Looks like Hayward's massive contract is probably the starting point in Brown's mind.
Brown should make an All-Star team and average 20-5-5 over three seasons then
I agree.
In the three seasons prior to signing with Boston, Gordon Hayward put up the following:
19.3 / 4.9 / 4.1 / 45% / 36% / 81%
19.7 / 5.0 / 3.7 / 43% / 35% / 82%
21.9 / 5.4 / 3.5 / 47% / 40% / 84%
Jaylen has yet to put up a single season that has come anywhere even remotely close to those numbers.
And I wasn't even convinced that Hayward was worthy of being offered a max deal, even after those three seasons.
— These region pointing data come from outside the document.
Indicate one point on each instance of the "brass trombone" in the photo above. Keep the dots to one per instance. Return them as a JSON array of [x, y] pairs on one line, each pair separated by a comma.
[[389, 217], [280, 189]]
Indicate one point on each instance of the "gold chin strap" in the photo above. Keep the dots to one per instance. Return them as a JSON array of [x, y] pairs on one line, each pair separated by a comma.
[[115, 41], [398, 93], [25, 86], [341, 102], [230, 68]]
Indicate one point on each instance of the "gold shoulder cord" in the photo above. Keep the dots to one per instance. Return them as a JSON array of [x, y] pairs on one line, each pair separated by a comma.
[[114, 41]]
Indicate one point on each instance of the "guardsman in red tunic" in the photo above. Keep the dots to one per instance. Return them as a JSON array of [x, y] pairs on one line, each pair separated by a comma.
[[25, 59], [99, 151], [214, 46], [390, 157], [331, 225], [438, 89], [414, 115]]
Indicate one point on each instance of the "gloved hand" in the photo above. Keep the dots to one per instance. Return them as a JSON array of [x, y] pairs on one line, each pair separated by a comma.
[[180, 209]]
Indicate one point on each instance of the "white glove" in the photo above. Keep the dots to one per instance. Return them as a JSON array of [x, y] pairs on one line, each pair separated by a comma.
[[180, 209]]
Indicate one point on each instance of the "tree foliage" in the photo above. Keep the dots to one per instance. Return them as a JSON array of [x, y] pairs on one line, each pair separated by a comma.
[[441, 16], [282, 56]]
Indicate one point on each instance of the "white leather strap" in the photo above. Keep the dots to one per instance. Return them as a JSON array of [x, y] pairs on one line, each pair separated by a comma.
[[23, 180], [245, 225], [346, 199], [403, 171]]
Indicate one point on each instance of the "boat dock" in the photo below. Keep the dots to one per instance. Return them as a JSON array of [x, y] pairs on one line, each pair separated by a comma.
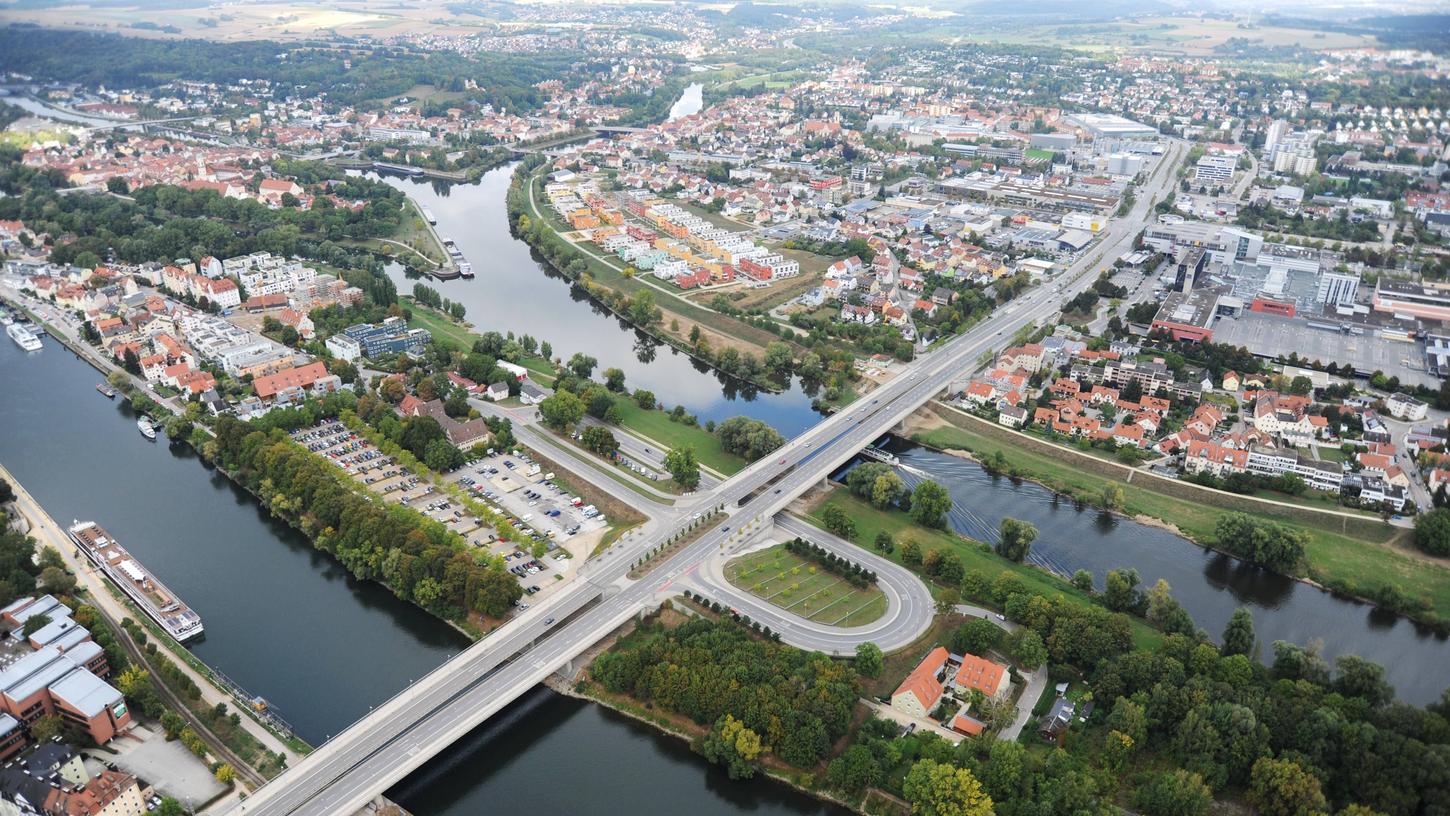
[[160, 603]]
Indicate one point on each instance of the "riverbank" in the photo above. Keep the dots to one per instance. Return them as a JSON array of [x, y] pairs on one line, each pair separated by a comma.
[[1386, 573], [975, 557], [609, 287], [257, 765], [673, 726]]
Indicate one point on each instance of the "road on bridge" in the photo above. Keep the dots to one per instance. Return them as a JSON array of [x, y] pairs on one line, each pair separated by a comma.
[[405, 732]]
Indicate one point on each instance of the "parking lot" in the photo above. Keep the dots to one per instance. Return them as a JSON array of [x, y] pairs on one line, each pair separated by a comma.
[[561, 528], [1269, 335]]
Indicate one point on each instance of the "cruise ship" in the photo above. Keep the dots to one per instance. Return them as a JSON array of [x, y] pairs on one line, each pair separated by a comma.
[[23, 336], [160, 603]]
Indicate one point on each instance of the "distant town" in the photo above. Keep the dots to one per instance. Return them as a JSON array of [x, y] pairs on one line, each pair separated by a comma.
[[927, 409]]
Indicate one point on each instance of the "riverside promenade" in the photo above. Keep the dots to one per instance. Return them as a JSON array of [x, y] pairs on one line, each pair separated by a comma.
[[47, 532]]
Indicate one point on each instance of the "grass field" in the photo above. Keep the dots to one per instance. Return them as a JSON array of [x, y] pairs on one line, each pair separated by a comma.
[[798, 586], [1362, 552], [975, 555], [657, 426]]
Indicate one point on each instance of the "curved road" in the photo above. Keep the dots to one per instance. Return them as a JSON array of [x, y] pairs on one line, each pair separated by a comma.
[[909, 608], [405, 732]]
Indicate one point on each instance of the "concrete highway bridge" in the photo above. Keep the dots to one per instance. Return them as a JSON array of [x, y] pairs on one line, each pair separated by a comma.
[[402, 734]]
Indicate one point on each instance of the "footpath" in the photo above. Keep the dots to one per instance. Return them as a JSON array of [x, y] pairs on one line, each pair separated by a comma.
[[50, 534]]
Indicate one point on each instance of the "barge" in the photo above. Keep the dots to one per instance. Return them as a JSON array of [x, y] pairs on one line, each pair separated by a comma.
[[23, 336], [160, 603]]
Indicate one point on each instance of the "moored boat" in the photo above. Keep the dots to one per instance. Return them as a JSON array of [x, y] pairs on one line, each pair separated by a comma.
[[160, 603], [23, 336]]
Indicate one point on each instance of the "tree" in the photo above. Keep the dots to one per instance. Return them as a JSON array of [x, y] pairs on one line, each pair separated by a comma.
[[615, 380], [949, 600], [732, 745], [582, 365], [1282, 787], [1130, 718], [1112, 496], [938, 789], [457, 403], [1121, 590], [1268, 544], [854, 770], [885, 542], [869, 660], [779, 358], [1173, 793], [976, 637], [1239, 634], [1433, 531], [837, 522], [911, 552], [599, 439], [1027, 650], [930, 503], [748, 438], [1015, 539], [57, 581], [561, 409], [683, 467], [888, 490], [1357, 677]]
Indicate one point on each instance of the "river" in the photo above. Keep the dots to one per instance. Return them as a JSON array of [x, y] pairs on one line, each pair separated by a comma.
[[1210, 586], [287, 622], [61, 115], [516, 292]]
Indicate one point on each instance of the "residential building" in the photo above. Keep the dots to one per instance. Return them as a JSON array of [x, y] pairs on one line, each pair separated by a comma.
[[1214, 170], [306, 376], [389, 336], [920, 693], [985, 676], [344, 348]]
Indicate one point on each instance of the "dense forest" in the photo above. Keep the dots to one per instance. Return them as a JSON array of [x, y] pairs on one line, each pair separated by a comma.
[[796, 703], [415, 557], [376, 73], [1178, 725]]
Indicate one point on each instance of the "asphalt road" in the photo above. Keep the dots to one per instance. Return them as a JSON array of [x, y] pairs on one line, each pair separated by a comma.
[[400, 735]]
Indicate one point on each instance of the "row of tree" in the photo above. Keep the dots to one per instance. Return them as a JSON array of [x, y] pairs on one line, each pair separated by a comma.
[[853, 573], [793, 705], [416, 557]]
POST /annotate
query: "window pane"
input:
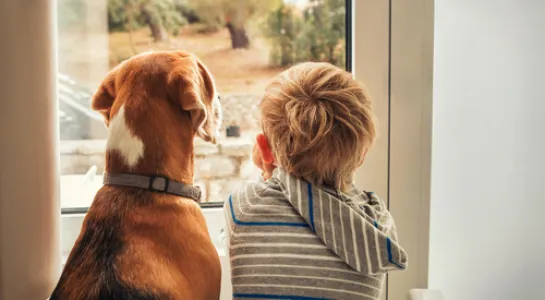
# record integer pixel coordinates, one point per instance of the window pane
(243, 43)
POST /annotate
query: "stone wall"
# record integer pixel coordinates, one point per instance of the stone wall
(241, 110)
(219, 168)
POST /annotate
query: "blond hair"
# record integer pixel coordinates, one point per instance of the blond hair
(319, 122)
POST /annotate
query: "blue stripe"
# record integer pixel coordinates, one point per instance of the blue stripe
(265, 296)
(390, 259)
(311, 207)
(242, 223)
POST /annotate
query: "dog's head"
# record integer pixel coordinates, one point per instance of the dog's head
(153, 99)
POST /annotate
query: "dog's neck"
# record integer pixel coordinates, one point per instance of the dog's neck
(149, 149)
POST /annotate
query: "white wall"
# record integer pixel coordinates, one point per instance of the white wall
(487, 231)
(29, 206)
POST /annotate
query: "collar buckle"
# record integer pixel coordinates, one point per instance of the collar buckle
(158, 183)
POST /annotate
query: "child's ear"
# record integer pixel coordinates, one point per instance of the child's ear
(363, 157)
(265, 149)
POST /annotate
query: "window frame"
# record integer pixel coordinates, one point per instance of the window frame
(348, 67)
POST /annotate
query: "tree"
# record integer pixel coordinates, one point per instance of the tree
(282, 28)
(161, 16)
(233, 14)
(315, 33)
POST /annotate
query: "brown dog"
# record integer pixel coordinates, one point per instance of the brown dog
(139, 241)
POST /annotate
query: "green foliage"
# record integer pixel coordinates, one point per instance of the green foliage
(317, 33)
(70, 13)
(281, 27)
(124, 15)
(216, 13)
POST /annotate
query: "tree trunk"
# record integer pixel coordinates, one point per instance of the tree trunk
(239, 38)
(158, 32)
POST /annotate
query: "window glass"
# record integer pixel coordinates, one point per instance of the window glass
(243, 42)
I really wanted Boston to go hard after Paul George or Jimmy Butler because I saw Hayward as being at best a #2 or #3 guy on a contender.
Brown is a fraction of the player Hayward was prior to the injury and is absolutely not worth that type of money.
Ummmm, those are the three season after Hayward got his rookie extension.
In the previous four seasons he was
16.2/5.1/5.2/ 41.3/30.4/81.6
14.1/3.1/3.0/43.5/41.5/82.7
11.8/3.5/3.1/45.6/34.6/83.2
5.4/1.9/1.1/48.5/47.3/71.1
After those first three seasons is where Jaylen brown is currently. The jazz didn't sign him to an extension, and told him to go find what he could on the open market. Hayward signed a 3 year offer sheet which the jazz matched and reportedly that "slight" played a role in his leaving the last time he became a free agent. At the very least if they'd offered him a four year extension they would have had him an extra year, which would have overlapped with Donovan Mitchells first year and then who knows maybe he stays and the Jazz have a Mitchell, Hayward, Gobert nucleus. All in all a good reminder that there is risk in not signing guys to an extension.